A Study to Assess Disintegration of the New Aspirin Disintegrating Tablets
Status and phase
Completed
Phase 1
Conditions
Moderate Pain
Treatments
Drug: 1000 mg acetylsalicylic acid (Aspirin, BAYE4465)
Drug: 400 mg ibuprofen (Dolormin Extra)
Drug: 400 mg ibuprofen(Nurofen)
Drug: 500 mg acetylsalicylic acid (Aspirin, BAYE4465)
Study type
Interventional
Funder types
Industry
Identifiers
Details and patient eligibility
About
The aim of this study is to assess disintegration of the new Aspirin disintegrating tablets
Enrollment
12 patients
Sex
Male
Ages
18 to 65 years old
Volunteers
Accepts Healthy Volunteers
Inclusion criteria
- Healthy male volunteers aged 18 to 65 years included
- Verified diagnosis of "healthy"
- Non-smokers or passive smokers
- BMI in the range of 18.5 to 30 kg/m2
- Subject has given written informed consent to participate in the trial prior to admission to the trial
Exclusion criteria
- Blood donation within the last 90 days prior to planned randomization
- Any previous medication within 10 days before the planned administration of the radiolabelled Investigational Medicinal Product (rIMP) which, in the opinion of the physician responsible, will interfere with the study procedures or compromise safety
- Subject has any non-removable metal objects such as metal plates, screws etc. in their chest or abdominal area which, in the opinion of the physician responsible, could affect the study conduct.
- Vegetarian
- Subjects for whom participation in this study will exceed the limits of total radiation exposure allowed in any 12 month period (5 Millisievert), or will exceed 10 Millisievert over any three year period
Trial design
Primary purpose
Other
Allocation
Randomized
Interventional model
Crossover Assignment
Masking
None (Open label)
12 participants in 4 patient groups
Sequence 1: starting with BAYE4465 500 mg
Experimental group
Description:
Participants will participant four treatment periods with four different treatments. Treatment assignment adhere to Williams design
Treatment:
Drug: 500 mg acetylsalicylic acid (Aspirin, BAYE4465)

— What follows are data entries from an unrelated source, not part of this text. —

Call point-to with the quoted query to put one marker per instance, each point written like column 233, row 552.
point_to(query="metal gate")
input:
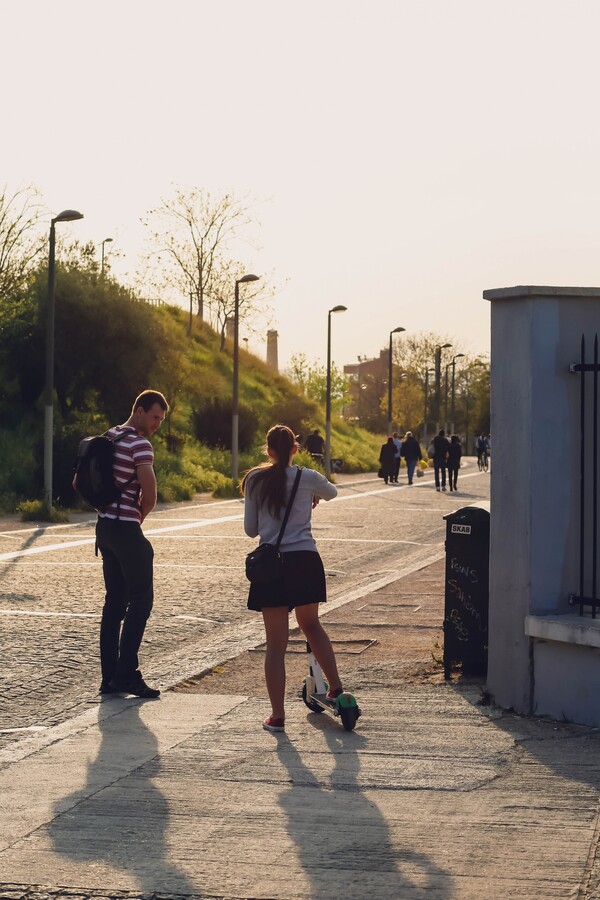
column 588, row 483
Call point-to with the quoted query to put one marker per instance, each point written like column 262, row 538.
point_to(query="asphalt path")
column 51, row 587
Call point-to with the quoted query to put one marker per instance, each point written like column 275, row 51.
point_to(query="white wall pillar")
column 536, row 334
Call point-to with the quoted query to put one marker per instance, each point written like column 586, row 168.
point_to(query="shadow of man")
column 115, row 827
column 343, row 839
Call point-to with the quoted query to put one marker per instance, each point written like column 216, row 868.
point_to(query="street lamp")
column 438, row 379
column 395, row 331
column 67, row 215
column 427, row 373
column 105, row 241
column 328, row 394
column 235, row 401
column 453, row 364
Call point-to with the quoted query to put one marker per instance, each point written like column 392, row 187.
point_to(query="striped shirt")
column 130, row 452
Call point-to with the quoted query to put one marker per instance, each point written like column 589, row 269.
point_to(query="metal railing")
column 588, row 500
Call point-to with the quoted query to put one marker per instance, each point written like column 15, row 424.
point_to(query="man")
column 127, row 556
column 482, row 448
column 411, row 451
column 315, row 443
column 441, row 446
column 387, row 460
column 398, row 450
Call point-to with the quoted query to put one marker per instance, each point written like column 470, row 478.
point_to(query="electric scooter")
column 314, row 694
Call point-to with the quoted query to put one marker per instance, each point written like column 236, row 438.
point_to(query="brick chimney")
column 272, row 349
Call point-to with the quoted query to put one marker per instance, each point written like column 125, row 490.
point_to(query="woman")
column 411, row 451
column 454, row 455
column 302, row 586
column 387, row 456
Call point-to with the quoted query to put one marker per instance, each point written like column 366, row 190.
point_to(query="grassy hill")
column 109, row 346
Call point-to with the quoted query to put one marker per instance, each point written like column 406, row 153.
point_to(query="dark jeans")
column 439, row 467
column 411, row 465
column 127, row 558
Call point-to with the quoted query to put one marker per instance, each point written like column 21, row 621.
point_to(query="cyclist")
column 482, row 446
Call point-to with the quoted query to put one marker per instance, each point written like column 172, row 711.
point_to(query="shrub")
column 212, row 424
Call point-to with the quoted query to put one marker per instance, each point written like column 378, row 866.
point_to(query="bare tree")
column 190, row 235
column 21, row 239
column 253, row 310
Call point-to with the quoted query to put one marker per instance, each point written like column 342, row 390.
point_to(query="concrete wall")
column 536, row 334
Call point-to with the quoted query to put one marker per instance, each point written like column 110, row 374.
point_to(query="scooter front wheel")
column 349, row 717
column 312, row 704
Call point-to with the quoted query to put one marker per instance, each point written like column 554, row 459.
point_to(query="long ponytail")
column 270, row 479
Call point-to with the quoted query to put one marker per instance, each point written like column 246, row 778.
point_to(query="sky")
column 405, row 156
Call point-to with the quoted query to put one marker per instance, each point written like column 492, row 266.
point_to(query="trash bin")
column 467, row 589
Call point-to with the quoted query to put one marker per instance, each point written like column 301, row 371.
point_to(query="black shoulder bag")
column 264, row 564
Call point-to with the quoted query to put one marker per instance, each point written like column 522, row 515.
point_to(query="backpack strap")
column 122, row 488
column 288, row 508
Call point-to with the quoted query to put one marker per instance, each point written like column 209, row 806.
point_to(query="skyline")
column 406, row 158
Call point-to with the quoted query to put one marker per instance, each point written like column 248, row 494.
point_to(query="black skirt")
column 302, row 582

Drug: 1000 mg acetylsalicylic acid (Aspirin, BAYE4465)
Drug: 400 mg ibuprofen (Dolormin Extra)
Drug: 400 mg ibuprofen(Nurofen)
Sequence 2: starting with BAYE4465 1000 mg
Experimental group
Description:
Participants will participant four treatment periods with four different treatments. Treatment assignment adhere to Williams design
Treatment:
Drug: 500 mg acetylsalicylic acid (Aspirin, BAYE4465)
Drug: 1000 mg acetylsalicylic acid (Aspirin, BAYE4465)

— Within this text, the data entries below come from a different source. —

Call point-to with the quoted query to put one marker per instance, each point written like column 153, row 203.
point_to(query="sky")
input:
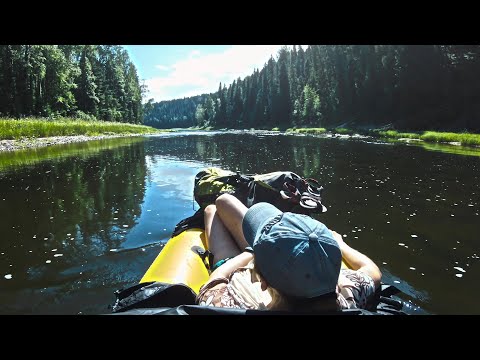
column 177, row 71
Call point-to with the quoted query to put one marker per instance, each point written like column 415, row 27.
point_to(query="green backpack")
column 284, row 189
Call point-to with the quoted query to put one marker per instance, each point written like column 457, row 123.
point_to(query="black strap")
column 205, row 255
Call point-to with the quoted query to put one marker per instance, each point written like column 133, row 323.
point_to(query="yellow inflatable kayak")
column 179, row 263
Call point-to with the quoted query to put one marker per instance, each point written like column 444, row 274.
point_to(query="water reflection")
column 81, row 223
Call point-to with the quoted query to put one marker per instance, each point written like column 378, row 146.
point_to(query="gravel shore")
column 12, row 145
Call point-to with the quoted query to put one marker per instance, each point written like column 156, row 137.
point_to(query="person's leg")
column 231, row 211
column 219, row 241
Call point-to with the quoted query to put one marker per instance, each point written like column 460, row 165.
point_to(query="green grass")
column 11, row 129
column 397, row 135
column 344, row 131
column 465, row 139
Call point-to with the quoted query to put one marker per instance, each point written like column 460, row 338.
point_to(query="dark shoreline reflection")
column 78, row 223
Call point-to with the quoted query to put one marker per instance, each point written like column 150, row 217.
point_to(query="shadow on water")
column 76, row 227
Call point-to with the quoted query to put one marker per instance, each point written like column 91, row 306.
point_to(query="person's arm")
column 358, row 261
column 231, row 265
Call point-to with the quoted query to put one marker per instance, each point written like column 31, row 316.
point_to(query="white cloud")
column 202, row 73
column 162, row 67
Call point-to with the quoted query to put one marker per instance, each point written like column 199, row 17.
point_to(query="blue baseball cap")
column 296, row 254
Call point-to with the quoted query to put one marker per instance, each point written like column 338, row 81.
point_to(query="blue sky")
column 177, row 71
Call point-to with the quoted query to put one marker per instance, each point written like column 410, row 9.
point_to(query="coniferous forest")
column 408, row 87
column 80, row 81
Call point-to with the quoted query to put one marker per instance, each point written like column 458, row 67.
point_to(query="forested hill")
column 415, row 87
column 80, row 81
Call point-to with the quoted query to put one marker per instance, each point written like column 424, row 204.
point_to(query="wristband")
column 248, row 249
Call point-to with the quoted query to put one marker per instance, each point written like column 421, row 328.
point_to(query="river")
column 80, row 221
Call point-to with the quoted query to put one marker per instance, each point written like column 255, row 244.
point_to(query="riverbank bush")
column 13, row 129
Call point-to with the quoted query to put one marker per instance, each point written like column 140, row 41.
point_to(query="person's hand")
column 337, row 237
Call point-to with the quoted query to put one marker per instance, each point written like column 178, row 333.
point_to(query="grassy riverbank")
column 11, row 129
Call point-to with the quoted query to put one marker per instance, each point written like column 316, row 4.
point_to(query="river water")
column 79, row 221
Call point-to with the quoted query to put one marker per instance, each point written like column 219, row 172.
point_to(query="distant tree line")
column 411, row 87
column 82, row 81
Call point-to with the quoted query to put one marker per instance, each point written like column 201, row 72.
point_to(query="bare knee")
column 223, row 200
column 210, row 210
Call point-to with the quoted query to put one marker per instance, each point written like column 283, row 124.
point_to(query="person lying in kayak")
column 267, row 259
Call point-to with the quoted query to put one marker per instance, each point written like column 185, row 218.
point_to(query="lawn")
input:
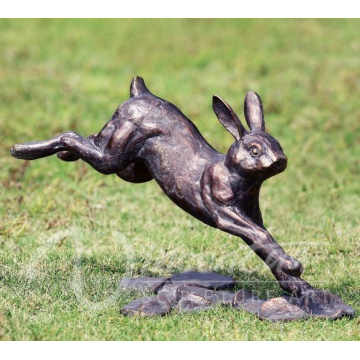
column 68, row 233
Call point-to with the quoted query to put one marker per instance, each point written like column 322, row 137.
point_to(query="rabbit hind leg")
column 136, row 172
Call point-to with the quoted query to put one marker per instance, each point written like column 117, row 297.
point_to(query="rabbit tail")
column 138, row 87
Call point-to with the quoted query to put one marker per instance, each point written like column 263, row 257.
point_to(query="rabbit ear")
column 228, row 118
column 254, row 113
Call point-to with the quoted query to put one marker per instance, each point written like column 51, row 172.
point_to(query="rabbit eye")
column 255, row 151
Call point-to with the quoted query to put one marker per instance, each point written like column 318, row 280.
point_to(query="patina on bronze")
column 149, row 138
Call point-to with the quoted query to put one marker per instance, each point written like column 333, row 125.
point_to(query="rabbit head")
column 254, row 153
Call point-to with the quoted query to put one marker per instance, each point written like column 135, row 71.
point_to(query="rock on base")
column 148, row 306
column 206, row 279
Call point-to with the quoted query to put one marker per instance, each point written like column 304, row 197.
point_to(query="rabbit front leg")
column 217, row 197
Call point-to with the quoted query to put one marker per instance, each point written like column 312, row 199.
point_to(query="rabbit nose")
column 281, row 162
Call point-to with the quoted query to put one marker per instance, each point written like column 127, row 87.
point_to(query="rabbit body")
column 149, row 138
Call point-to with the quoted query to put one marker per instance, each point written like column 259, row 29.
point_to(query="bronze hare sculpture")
column 149, row 138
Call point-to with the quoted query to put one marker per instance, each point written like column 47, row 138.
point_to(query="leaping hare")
column 149, row 138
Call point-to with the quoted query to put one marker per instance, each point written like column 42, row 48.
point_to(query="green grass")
column 68, row 234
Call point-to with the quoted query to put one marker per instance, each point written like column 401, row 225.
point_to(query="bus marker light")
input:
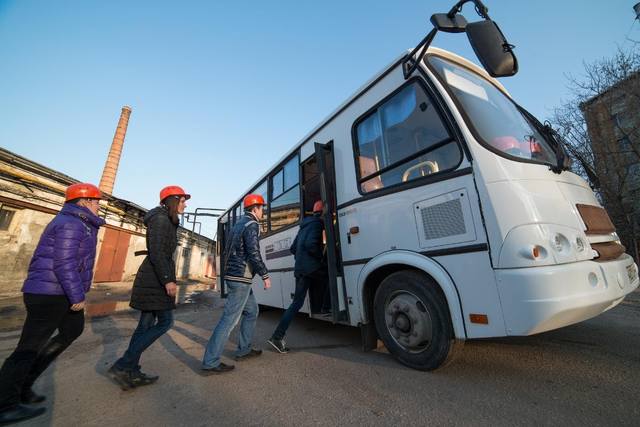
column 536, row 252
column 479, row 318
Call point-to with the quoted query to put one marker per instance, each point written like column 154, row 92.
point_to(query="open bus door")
column 222, row 234
column 325, row 161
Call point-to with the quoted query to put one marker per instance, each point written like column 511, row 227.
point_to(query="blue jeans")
column 152, row 325
column 241, row 304
column 302, row 286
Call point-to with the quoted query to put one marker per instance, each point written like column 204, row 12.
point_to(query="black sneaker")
column 220, row 369
column 254, row 352
column 19, row 413
column 279, row 345
column 139, row 378
column 30, row 397
column 121, row 377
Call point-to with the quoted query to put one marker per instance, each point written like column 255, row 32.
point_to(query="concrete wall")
column 18, row 244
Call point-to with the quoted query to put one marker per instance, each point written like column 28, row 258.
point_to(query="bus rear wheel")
column 412, row 319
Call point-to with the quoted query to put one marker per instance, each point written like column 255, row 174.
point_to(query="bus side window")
column 402, row 140
column 284, row 204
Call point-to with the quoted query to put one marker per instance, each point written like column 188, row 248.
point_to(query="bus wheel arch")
column 433, row 340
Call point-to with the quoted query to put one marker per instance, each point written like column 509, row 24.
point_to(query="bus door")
column 224, row 228
column 326, row 170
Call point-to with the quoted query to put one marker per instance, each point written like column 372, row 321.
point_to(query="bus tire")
column 413, row 321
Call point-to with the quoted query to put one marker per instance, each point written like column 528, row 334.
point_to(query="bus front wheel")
column 412, row 319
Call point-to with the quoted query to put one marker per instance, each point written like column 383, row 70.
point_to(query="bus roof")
column 390, row 67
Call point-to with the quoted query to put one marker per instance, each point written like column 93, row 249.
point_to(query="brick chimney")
column 111, row 166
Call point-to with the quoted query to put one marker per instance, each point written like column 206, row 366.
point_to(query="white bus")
column 450, row 212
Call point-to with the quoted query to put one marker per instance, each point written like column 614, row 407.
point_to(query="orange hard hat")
column 173, row 190
column 252, row 200
column 82, row 190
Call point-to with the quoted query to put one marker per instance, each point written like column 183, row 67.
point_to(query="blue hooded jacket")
column 62, row 263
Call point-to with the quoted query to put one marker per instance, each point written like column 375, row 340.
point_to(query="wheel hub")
column 408, row 321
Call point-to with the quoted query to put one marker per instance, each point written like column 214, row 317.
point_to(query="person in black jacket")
column 243, row 261
column 309, row 271
column 154, row 288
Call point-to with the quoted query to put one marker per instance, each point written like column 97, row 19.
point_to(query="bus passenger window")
column 402, row 140
column 285, row 195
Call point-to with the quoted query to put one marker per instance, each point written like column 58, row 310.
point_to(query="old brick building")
column 31, row 194
column 613, row 122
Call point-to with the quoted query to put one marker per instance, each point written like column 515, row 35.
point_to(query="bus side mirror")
column 492, row 49
column 443, row 22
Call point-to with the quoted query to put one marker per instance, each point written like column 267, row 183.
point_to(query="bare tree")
column 600, row 124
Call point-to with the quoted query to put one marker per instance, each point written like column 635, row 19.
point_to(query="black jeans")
column 152, row 325
column 36, row 349
column 316, row 280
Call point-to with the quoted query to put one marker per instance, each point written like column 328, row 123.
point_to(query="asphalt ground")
column 584, row 374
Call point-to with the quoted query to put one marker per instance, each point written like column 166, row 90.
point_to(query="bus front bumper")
column 540, row 299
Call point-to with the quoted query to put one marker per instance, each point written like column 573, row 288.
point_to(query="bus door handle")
column 352, row 230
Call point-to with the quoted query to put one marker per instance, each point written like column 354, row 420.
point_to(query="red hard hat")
column 252, row 200
column 82, row 190
column 173, row 190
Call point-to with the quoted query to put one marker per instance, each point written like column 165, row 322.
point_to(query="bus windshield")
column 498, row 122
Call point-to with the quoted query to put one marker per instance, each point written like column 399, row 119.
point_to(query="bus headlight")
column 560, row 243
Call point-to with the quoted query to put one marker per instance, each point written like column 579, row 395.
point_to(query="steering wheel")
column 431, row 165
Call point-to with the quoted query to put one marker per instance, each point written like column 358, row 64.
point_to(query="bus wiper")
column 562, row 163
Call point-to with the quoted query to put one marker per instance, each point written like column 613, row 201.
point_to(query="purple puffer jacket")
column 62, row 264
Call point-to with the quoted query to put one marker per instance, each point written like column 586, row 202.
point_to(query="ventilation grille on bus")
column 443, row 220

Drug: 400 mg ibuprofen (Dolormin Extra)
Drug: 400 mg ibuprofen(Nurofen)
Sequence 3: starting with Nurofen
Experimental group
Description:
Participants will participant four treatment periods with four different treatments. Treatment assignment adhere to Williams design
Treatment:
Drug: 500 mg acetylsalicylic acid (Aspirin, BAYE4465)
Drug: 1000 mg acetylsalicylic acid (Aspirin, BAYE4465)
Drug: 400 mg ibuprofen (Dolormin Extra)
Drug: 400 mg ibuprofen(Nurofen)
Sequence 4: starting with Dolormin Extra
Experimental group
Description:
Participants will participant four treatment periods with four different treatments. Treatment assignment adhere to Williams design
Treatment:
Drug: 500 mg acetylsalicylic acid (Aspirin, BAYE4465)
Drug: 1000 mg acetylsalicylic acid (Aspirin, BAYE4465)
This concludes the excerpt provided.